Although Jamestown was Virginia’s capital from its founding until 1699, it had ceased to exist in the mid-1700s. It was settled for economic reasons, while religion led to Plymouth’s founding. Spain established St. Augustine for military reasons.

“They didn’t come here to settle Florida. They didn’t come here to mine its riches. They didn’t come here to colonize. They came here to set up a military base that would prevent their enemies from establishing a position from which they could menace the treasure ships of Spain off the coast,” Adams said.

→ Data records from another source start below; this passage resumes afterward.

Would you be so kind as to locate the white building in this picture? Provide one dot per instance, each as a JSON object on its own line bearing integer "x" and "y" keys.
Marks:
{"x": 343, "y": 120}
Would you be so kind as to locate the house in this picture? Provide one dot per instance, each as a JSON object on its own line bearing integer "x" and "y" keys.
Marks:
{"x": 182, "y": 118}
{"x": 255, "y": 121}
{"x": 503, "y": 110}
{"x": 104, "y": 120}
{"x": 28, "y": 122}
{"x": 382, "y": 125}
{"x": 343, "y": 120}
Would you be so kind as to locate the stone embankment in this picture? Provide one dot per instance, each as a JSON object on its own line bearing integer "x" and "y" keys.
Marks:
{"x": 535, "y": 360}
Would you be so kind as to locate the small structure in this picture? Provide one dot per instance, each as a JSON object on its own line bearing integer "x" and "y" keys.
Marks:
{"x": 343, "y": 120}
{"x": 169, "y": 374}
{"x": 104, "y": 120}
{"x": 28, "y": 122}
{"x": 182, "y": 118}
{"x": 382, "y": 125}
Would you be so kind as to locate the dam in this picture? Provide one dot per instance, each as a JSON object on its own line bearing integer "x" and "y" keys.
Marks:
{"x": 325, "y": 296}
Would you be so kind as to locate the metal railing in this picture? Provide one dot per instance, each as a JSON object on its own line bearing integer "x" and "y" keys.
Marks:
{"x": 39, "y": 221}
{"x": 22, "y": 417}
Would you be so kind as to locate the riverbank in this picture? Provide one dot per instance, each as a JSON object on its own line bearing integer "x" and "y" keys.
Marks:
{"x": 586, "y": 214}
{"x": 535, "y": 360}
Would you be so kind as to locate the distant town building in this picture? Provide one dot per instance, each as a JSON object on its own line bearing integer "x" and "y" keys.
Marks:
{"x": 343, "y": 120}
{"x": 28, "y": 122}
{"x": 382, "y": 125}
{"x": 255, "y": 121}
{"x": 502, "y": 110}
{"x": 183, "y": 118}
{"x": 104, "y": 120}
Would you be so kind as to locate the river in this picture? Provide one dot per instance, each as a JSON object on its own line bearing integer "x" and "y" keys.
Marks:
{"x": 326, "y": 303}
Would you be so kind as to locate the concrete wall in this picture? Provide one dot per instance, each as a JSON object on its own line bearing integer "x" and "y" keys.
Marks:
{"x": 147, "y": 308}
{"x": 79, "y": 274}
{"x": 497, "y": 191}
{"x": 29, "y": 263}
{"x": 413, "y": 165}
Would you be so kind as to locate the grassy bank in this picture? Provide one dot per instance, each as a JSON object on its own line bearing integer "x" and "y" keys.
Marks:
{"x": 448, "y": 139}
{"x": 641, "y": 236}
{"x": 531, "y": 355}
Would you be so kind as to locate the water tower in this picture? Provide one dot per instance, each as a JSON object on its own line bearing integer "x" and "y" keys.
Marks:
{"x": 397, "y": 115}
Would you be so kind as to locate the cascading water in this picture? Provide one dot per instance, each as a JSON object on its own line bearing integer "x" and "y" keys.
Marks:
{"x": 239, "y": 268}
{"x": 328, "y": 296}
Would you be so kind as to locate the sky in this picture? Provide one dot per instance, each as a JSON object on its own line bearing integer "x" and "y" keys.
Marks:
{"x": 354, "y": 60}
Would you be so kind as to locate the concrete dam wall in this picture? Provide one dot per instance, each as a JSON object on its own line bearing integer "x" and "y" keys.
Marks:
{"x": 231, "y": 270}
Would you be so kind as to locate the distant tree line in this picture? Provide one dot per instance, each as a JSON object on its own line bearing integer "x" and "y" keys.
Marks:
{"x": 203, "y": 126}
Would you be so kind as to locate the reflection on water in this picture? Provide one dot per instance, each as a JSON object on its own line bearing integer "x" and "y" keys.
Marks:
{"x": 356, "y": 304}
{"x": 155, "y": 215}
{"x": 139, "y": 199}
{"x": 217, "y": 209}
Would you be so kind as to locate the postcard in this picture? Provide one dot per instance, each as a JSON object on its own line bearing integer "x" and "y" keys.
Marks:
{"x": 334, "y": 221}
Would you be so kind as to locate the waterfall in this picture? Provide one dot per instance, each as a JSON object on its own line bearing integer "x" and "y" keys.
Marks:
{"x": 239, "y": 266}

In those early years, St. Augustine’s settlers had to defend against French and British attacks, sometimes hostile Indians, mosquitoes, disease, pirates and hurricanes.

“Perseverance against tremendous odds accounted for the city’s survival,” Gardner said.

To protect St. Augustine, the Spanish built the Castillo de San Marcos, an imposing fort constructed of the stone coquina between 1672 and 1696.

In 1738, the Spanish established Fort Mose, an outpost about two miles north of the Castillo. It was the first free-black community in what is now the United States.

About 100 men, women and children lived in the settlement. Most had been enslaved by the British and were given their freedom if they could escape and make their way to the Spanish territory. As a condition, they had to serve in the militia and convert to Roman Catholicism, said Derek Hankerson, a filmmaker and member of the Fort Mose board of directors.

St. Augustine can also lay claim to the first European birth in the New World — Martín de Argüelles, born in 1566 or 1567. That beats the birth of Virginia Dare in North Carolina in 1587 and the first Pilgrim birth of Peregrine White on board the Mayflower in Cape Cod Harbor in 1620, said David Nolan, a writer and historian in St. Augustine.

“In fact, in 1577 — a decade before Virginia Dare — Pedro Menéndez Marqués [nephew of Pedro Menéndez de Avilés and former governor of St. Augustine] wrote that there were ‘forty-four women, sixty-two children, and 11 pregnant women’ in St. Augustine,” Nolan said.

“Do you expect that the Spanish were here for 42 years without procreating?” Adams said.